Fiktiver Fall: Emissionen durch Abriss und Neubau
Um die Einsparungen durch eine Konversion im Bestand zu ermitteln, wurden bei unseren Berechnungen die tatsächlichen CO2-Emissionen in Vergleich zu einem fiktiven Abriss und Neubau gesetzt. Aber wofür wären bei einer solchen Neuentwicklung Emissionen angefallen – und in welcher Höhe?

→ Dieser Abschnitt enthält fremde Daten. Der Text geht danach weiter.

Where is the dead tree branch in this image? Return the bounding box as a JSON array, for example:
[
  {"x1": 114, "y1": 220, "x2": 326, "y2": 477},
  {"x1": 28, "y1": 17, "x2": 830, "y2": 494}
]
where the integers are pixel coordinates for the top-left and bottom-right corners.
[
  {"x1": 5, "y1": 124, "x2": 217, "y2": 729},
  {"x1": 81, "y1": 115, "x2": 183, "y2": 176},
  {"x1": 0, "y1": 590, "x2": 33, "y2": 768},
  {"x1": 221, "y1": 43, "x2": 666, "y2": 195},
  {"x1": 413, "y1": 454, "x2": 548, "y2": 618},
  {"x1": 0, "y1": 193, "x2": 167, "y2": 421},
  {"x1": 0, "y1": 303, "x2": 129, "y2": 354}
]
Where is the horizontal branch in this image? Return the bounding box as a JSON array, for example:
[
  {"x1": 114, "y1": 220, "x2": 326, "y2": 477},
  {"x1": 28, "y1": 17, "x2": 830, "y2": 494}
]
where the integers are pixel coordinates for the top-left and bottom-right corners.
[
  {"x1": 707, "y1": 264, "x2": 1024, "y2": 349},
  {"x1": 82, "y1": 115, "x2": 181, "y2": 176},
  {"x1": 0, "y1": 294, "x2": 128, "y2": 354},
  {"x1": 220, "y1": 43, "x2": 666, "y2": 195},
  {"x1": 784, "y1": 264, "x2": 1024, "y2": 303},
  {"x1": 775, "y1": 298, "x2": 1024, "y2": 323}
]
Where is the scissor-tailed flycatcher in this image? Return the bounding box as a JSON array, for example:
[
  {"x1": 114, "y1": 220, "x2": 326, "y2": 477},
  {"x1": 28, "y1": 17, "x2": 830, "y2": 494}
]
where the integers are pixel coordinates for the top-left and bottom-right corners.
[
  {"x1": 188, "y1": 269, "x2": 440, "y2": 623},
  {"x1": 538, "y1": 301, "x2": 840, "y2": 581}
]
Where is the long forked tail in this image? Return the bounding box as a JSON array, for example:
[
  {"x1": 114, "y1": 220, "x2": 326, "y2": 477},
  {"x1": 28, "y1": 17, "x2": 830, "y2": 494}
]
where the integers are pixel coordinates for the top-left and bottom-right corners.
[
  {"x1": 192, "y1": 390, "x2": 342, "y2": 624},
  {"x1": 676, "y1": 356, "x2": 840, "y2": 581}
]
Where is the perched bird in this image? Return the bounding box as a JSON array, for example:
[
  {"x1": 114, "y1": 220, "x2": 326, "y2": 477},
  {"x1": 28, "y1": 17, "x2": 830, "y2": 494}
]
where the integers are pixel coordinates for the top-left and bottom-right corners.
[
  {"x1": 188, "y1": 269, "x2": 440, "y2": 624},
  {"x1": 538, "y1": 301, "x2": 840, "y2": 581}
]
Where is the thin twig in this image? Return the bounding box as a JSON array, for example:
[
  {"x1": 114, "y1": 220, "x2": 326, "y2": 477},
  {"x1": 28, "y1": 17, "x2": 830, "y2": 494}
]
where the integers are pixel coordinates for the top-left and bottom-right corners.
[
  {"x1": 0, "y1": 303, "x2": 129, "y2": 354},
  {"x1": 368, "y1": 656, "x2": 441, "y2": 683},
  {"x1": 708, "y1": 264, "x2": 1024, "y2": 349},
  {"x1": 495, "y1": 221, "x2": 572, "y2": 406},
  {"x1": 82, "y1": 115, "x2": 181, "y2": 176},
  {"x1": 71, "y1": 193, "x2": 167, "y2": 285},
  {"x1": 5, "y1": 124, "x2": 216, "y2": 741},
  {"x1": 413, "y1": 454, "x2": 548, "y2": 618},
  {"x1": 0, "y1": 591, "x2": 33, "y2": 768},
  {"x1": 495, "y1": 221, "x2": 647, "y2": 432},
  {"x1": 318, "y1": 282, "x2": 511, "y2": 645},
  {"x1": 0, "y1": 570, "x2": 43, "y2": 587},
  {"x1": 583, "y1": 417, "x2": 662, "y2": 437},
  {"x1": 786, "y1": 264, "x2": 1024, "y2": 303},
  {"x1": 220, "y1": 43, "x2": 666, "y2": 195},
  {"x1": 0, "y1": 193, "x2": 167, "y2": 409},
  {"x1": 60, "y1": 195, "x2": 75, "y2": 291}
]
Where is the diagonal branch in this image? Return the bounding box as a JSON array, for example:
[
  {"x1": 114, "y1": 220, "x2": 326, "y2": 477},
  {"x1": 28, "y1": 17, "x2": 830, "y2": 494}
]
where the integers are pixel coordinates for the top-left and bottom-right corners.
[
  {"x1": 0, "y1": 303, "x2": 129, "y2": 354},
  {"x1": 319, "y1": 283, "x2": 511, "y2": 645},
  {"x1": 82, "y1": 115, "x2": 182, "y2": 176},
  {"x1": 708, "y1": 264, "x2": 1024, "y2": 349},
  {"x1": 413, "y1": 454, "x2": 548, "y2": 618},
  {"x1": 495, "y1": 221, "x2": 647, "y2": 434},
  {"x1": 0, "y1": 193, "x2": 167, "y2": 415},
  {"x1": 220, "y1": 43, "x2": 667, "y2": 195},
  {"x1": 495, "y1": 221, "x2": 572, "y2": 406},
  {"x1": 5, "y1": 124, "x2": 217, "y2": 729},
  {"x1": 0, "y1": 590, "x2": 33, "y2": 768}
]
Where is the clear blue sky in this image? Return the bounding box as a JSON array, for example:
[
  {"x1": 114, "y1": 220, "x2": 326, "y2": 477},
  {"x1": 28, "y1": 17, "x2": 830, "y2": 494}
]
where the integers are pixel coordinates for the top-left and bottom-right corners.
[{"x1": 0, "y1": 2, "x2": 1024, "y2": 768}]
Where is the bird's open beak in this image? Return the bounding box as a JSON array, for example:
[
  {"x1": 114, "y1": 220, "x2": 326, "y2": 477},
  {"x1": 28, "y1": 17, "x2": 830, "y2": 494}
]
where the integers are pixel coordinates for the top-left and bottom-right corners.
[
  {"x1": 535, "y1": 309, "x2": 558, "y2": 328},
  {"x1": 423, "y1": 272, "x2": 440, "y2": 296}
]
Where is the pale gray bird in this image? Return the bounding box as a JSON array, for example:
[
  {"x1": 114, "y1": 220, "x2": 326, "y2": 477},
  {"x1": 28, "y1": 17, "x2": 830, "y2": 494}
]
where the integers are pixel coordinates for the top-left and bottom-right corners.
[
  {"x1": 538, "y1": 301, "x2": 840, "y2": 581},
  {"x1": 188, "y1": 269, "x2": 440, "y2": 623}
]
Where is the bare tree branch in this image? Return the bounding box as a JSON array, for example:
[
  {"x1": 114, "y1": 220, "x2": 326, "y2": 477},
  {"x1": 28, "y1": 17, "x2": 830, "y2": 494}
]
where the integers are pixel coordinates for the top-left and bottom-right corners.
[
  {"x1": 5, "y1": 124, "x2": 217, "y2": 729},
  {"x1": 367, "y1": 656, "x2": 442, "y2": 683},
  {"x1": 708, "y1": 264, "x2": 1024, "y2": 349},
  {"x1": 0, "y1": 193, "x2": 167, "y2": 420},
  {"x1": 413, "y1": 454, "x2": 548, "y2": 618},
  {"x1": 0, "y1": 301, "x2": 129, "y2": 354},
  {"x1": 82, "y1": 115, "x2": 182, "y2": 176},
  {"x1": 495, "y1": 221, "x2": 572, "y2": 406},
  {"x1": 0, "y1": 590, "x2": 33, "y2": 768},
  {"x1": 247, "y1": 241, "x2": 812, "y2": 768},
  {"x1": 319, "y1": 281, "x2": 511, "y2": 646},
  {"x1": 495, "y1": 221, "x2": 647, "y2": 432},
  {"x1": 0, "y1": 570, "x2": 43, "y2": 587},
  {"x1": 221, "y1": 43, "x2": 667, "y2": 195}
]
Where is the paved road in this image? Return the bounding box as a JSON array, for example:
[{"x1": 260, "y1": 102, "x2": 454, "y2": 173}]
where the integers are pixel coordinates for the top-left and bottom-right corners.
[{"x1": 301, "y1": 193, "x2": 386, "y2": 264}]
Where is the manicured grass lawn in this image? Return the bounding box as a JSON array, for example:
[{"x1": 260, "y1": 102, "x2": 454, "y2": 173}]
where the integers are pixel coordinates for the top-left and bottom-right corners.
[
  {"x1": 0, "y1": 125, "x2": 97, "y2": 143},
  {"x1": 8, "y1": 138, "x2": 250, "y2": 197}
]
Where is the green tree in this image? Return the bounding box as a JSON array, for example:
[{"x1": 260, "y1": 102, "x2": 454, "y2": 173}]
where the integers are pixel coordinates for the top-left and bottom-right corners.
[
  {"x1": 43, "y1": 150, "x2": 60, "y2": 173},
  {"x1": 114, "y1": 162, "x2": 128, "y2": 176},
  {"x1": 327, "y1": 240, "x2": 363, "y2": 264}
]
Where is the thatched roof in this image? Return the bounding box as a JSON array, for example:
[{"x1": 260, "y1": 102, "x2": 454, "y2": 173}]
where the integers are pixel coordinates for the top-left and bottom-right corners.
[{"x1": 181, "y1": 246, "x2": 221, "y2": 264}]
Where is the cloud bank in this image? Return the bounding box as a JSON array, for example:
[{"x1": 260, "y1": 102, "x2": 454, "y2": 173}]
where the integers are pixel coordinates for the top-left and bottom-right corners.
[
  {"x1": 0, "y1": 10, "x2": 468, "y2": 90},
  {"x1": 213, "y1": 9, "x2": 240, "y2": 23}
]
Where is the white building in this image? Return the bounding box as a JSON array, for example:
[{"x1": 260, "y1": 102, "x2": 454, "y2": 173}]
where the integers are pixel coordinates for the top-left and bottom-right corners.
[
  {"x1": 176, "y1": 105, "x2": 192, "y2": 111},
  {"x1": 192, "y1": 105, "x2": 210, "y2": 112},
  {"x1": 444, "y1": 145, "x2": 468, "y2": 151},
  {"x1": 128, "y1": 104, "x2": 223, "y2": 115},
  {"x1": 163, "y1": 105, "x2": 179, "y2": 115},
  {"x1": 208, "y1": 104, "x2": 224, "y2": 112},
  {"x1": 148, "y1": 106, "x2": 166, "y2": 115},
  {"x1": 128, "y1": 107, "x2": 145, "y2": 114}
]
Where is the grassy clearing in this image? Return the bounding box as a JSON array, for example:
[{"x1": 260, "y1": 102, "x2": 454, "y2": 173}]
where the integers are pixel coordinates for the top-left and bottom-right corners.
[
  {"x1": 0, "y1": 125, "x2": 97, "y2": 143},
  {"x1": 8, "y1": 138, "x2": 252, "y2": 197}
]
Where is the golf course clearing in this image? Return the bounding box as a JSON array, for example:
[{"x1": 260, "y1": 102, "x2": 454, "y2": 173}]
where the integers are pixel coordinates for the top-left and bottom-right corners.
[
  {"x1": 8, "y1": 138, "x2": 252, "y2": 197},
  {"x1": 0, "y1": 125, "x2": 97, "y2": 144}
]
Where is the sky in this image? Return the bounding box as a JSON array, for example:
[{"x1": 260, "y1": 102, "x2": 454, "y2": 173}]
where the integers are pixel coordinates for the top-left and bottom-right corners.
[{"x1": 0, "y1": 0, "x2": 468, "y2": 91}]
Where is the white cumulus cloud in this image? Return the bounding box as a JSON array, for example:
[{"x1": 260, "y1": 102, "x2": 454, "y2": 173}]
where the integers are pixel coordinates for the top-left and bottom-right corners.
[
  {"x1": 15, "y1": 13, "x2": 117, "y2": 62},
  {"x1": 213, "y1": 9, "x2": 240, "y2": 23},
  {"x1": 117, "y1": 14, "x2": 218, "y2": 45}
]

Zunächst einmal hätte der Abriss des bestehenden Bürogebäudes im Zuge der Abbrucharbeiten Emissionen verursacht. Diese hätten 1.279 Tonnen CO2-Äquivalente betragen. Um eine solche Menge zu kompensieren, müssten insgesamt beinahe 1.300 Haushalte ein Jahr lang Ökostrom statt konventionellen Strom beziehen. Außerdem wären mindestens 27.913 Tonnen CO2-Äquivalente für den Neubau freigesetzt worden. Die Menge errechnet sich aus dem Beton- und Stahlbedarf für das aktuell elfgeschossige Flächenkonzept des Projekts „FRANCIS“, also inklusive der neu hinzukommenden Etagen. „Mindestens 27.913 Tonnen“ heißt: Die Berechnung setzt konservativ an, da für die unteren Geschosse lediglich die Bauqualität der ursprünglichen Immobilie als Vergleichspunkt herangezogen wurde. Eine höhere Bauqualität im Vergleich zum 1977 errichteten Ursprungsgebäude würde noch mehr Ressourcen erfordern. Dementsprechend größer wäre der CO2-Fußabdruck in der Realität.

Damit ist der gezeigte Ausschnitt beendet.